Single mothers poorer than single fathers!
Single mothers are far more likely to live in poverty than single fathers and their condition deteriorates with each additional child they have, new research has found.
New York: Single mothers are far more likely to live in poverty than single fathers and their condition deteriorates with each additional child they have, new research has found.
The income of single fathers, on the other hand, remains the same or increases with each added child in their family, the findings showed.
"Single mothers earn about two-thirds of what single fathers earn,” said Karen Kramer, assistant professor of family studies at University of Illinois in Chicago, US.
In 2012, 28 percent of all US children lived with one parent. Of that number, 4.24 million single mothers lived below the poverty line compared to 404,000 single fathers, she noted.
The single most important factor that allows single-parent families to get out of poverty is working full-time, she said.

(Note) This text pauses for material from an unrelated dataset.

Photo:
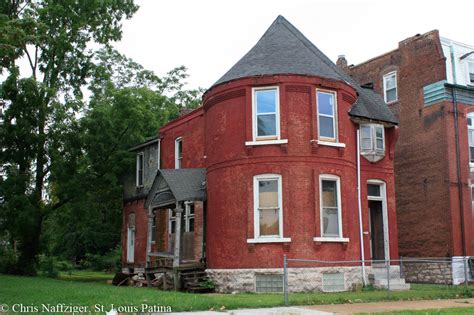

"Single fathers are more likely to become single parents as the result of a divorce; single mothers are more likely never to have been married," Kramer added.
"Divorced single parents tend to be better off financially and are more educated than their never-married counterparts,” she explained.
The most common living arrangement for children after a divorce is for mothers to have custody. Single fathers with custody are more likely to have a cohabiting partner than single mothers, and that partner is probably at least sharing household tasks.
“Single mothers are more likely to be doing everything on their own," she said.
She also noted that society still stigmatises single mothers.
"People think: How did you get in this position? It is irresponsible to be a single mother with so many kids. Now you do not have time to work," Kramer said.
Kramer recommended that more emphasis and pressure should be placed on fathers and their ability to pay child support and spousal maintenance, raising the minimum wage to a living wage, and providing similar benefits and rewards for part-time work as the ones full-time workers get.
The study appeared in the journal Gender Issues.